"Je pense que cet incident et ce qui s'est passé autour, ainsi que le projet 'À Vos Côtés', montrent que la situation s'est vraiment encore aggravée. Nous avons également des lettres de personnes soulignant que ce sont précisément ces groupes de dealers qui deviennent de plus en plus agressifs. Ils essaient vraiment par tous les moyens de défendre leur territoire. Mais ce n'est pas possible. Il faut intervenir", a confié ce lundi matin Lydie Polfer à Radio RTL. Peu avant, le Vice-Premier ministre François Bausch (Déi gréng) avait constaté au même micro qu'"une ligne a été franchie".
Vivement critiquée par l'opposition politique au conseil communal pour avoir engagé depuis un an une société de gardiennage privée pour veiller à la sécurité dans le quartier de la gare centrale, la bourgmestre (DP) de Luxembourg-Ville a tenu une conférence de presse ce lundi à 17h00 à l'hôtel de ville pour livrer son analyse et marteler qu'elle "ne démissionnera pas face aux dealers". Elle et l'échevin Maurice Bauer (CSV), chargé de l'Action sociale, ont eu une entrevue avec les responsables de G4S.
C'est l'attaque incontrôlée d'un chien de la société de gardiennage, samedi soir dans l'avenue de la gare qui a déclenché une nouvelle fois la polémique autour de l'insécurité dans le quartier gare. Une vidéo, circulant sur les réseaux sociaux, montre un chien tenu en laisse par un agent de sécurité privé qui mord un individu à terre. L'agent de sécurité a visiblement du mal à contrôler le chien. Mais la vidéo ne montre qu'un épisode de l'incident.
Auparavant a attesté la bourgmestre, il y avait eu une dispute entre trois hommes et plusieurs employés d'Inter-Actions qui interviennent régulièrement à la gare centrale dans le cadre du projet "À vos côtés". Deux de ces trois hommes ont été embarqués par la police et le troisième est celui qui, par la suite, a été mordu par le chien. Il aurait été armé, sans doute d'un couteau.

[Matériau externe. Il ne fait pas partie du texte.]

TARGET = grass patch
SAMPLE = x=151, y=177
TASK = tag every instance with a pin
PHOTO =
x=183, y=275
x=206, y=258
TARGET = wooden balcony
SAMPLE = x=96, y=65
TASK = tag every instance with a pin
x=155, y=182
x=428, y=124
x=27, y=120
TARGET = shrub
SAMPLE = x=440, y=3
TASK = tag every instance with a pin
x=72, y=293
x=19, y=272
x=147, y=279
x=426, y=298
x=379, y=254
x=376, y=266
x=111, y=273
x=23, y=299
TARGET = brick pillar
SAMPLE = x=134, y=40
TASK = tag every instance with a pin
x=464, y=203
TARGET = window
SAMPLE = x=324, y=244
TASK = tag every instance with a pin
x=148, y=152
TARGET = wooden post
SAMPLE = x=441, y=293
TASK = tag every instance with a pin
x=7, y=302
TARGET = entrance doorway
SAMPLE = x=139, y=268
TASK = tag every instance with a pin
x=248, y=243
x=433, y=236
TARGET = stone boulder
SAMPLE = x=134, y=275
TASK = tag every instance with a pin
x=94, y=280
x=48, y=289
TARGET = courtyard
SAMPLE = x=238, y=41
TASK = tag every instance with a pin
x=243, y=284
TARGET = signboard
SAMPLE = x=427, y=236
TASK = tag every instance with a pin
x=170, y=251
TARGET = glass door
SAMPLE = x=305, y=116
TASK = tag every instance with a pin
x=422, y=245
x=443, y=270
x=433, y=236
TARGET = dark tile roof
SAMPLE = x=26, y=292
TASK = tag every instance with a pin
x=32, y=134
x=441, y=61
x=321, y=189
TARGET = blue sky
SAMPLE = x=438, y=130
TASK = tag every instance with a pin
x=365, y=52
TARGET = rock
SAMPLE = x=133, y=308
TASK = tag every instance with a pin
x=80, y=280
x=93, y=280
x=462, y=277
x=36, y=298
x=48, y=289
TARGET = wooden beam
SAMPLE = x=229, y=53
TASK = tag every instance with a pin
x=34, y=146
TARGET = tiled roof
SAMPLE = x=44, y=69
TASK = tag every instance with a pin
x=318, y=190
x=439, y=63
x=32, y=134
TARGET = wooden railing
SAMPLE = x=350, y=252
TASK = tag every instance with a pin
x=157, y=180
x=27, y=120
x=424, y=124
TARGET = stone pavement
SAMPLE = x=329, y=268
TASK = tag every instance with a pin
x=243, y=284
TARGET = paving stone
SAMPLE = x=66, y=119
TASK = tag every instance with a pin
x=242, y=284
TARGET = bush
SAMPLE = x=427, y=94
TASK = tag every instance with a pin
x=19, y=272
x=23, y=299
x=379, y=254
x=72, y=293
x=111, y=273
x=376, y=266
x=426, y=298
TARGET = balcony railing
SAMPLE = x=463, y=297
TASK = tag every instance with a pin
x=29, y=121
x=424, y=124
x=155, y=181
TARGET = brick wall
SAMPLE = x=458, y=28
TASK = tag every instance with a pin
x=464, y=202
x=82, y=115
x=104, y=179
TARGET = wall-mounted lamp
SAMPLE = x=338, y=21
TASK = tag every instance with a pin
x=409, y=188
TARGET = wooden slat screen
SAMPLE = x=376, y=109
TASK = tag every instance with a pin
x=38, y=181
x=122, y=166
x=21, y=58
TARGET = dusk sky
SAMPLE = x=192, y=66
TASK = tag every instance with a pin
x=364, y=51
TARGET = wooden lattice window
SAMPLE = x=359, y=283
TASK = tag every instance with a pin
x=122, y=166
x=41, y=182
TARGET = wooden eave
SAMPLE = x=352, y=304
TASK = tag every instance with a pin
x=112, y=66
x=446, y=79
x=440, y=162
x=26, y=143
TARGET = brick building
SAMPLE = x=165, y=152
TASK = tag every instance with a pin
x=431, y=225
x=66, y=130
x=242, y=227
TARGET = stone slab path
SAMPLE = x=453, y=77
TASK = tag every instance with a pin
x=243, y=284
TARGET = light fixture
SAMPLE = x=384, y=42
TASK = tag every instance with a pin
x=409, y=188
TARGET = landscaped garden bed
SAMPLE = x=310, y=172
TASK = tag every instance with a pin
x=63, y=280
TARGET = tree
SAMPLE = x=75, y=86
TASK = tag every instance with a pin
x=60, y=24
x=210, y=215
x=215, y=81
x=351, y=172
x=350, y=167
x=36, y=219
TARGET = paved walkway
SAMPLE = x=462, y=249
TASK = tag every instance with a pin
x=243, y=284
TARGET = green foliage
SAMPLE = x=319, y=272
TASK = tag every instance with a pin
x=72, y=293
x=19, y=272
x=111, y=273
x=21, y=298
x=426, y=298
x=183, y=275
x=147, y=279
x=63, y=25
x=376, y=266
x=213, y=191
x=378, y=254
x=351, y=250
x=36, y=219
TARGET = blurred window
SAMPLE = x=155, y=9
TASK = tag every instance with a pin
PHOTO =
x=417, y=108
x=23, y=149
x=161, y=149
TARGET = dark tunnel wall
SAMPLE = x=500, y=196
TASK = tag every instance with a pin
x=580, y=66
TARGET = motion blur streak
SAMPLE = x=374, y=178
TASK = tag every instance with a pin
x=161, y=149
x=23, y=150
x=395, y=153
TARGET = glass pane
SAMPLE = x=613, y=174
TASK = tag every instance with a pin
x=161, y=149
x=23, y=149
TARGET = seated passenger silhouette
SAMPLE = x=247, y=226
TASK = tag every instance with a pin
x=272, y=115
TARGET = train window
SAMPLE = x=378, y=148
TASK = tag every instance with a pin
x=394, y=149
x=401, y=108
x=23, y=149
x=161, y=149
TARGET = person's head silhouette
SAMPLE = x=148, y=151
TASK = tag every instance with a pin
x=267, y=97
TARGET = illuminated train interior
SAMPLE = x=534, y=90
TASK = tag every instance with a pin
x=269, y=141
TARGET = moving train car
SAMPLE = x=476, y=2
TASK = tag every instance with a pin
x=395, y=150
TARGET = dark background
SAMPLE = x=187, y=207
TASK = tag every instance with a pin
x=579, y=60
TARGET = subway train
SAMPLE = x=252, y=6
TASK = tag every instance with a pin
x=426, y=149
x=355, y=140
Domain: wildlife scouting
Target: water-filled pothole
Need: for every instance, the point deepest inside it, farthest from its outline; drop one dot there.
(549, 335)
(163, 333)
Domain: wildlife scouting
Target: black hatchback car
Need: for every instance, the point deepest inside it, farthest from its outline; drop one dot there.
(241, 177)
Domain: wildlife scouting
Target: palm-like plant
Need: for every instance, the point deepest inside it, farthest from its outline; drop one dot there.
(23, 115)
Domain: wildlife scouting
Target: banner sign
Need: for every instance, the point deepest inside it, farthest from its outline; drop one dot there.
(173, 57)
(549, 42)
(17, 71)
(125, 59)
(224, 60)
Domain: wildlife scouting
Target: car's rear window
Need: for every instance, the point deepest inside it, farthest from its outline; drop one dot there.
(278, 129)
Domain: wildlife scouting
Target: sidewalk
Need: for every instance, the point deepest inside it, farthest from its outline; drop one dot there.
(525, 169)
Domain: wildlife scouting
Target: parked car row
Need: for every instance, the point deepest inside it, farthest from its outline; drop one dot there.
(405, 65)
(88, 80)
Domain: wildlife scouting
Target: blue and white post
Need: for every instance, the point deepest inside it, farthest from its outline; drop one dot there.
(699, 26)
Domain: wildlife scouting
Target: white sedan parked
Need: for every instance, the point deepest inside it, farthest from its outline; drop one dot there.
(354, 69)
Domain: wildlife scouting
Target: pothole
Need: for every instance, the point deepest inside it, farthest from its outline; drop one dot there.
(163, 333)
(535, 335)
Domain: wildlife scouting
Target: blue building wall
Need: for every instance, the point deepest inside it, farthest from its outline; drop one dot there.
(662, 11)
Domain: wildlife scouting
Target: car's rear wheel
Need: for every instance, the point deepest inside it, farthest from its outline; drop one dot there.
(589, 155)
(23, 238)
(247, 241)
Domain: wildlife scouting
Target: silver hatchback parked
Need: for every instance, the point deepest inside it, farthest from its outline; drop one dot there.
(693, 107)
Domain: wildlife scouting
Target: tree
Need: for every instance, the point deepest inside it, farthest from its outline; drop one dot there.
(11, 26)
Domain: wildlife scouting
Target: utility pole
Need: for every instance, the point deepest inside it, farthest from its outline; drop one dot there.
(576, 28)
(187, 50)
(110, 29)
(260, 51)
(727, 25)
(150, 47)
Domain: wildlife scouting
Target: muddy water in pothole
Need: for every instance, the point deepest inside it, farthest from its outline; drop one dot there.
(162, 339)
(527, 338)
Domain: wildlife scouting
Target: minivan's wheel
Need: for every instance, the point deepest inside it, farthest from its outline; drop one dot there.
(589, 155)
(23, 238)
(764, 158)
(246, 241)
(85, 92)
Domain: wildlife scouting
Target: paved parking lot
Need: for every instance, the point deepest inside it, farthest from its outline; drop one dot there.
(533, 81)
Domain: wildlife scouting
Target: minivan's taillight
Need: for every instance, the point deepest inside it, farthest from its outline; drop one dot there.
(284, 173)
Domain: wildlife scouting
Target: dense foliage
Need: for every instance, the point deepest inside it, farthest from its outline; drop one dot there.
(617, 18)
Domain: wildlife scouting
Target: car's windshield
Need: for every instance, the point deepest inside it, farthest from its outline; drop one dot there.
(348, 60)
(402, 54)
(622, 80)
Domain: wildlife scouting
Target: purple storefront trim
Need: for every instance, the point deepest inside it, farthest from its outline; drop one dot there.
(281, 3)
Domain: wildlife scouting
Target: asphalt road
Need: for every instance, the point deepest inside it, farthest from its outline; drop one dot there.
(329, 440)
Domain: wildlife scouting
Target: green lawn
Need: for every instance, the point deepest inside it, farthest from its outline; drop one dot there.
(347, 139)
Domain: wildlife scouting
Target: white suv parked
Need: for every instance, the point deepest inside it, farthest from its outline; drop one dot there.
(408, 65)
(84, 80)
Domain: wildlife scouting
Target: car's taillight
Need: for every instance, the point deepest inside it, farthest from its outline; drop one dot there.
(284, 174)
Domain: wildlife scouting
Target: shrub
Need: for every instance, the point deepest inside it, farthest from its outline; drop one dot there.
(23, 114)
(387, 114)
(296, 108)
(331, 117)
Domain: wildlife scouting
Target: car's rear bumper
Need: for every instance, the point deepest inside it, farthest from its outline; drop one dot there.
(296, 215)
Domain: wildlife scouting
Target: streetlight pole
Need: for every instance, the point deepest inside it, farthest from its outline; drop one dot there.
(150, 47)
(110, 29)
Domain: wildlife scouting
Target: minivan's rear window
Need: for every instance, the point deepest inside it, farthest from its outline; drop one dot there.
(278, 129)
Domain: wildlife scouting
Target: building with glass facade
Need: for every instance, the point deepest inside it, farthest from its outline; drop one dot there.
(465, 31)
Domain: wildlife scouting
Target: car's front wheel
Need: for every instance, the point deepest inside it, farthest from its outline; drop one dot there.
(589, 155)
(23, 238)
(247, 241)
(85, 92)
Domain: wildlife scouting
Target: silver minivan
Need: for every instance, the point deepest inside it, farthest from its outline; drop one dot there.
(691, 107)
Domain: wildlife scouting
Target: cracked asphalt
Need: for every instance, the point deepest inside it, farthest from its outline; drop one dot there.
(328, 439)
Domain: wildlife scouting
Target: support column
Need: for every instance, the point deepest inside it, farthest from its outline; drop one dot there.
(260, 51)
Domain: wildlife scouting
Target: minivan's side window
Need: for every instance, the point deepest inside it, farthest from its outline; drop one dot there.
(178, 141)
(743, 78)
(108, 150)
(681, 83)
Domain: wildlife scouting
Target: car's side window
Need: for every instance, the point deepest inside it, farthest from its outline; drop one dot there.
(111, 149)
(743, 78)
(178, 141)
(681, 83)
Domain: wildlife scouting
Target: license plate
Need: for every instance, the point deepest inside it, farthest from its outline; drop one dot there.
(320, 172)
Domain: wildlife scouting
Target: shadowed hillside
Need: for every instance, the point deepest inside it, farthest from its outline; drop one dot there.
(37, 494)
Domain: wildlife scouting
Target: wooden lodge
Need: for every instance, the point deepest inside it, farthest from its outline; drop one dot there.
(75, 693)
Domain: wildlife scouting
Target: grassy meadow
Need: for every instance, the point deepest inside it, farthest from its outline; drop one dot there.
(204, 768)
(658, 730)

Selon les informations de RTL, les agents de sécurité ont été agressés verbalement puis physiquement samedi soir vers 22h30 lorsqu'ils sont passés devant le café "Le Périgord". Une bagarre s'est déclenchée. Le chien a réussi à arracher sa muselière et a mordu l'homme alcoolisé aux jambes et au pantalon. L'homme blessé a dû être transporté à l'hôpital, où il s'est montré agressif à l'égard du personnel soignant. Il s'est finalement retrouvé en détention provisoire. Une enquête de la police est en cours.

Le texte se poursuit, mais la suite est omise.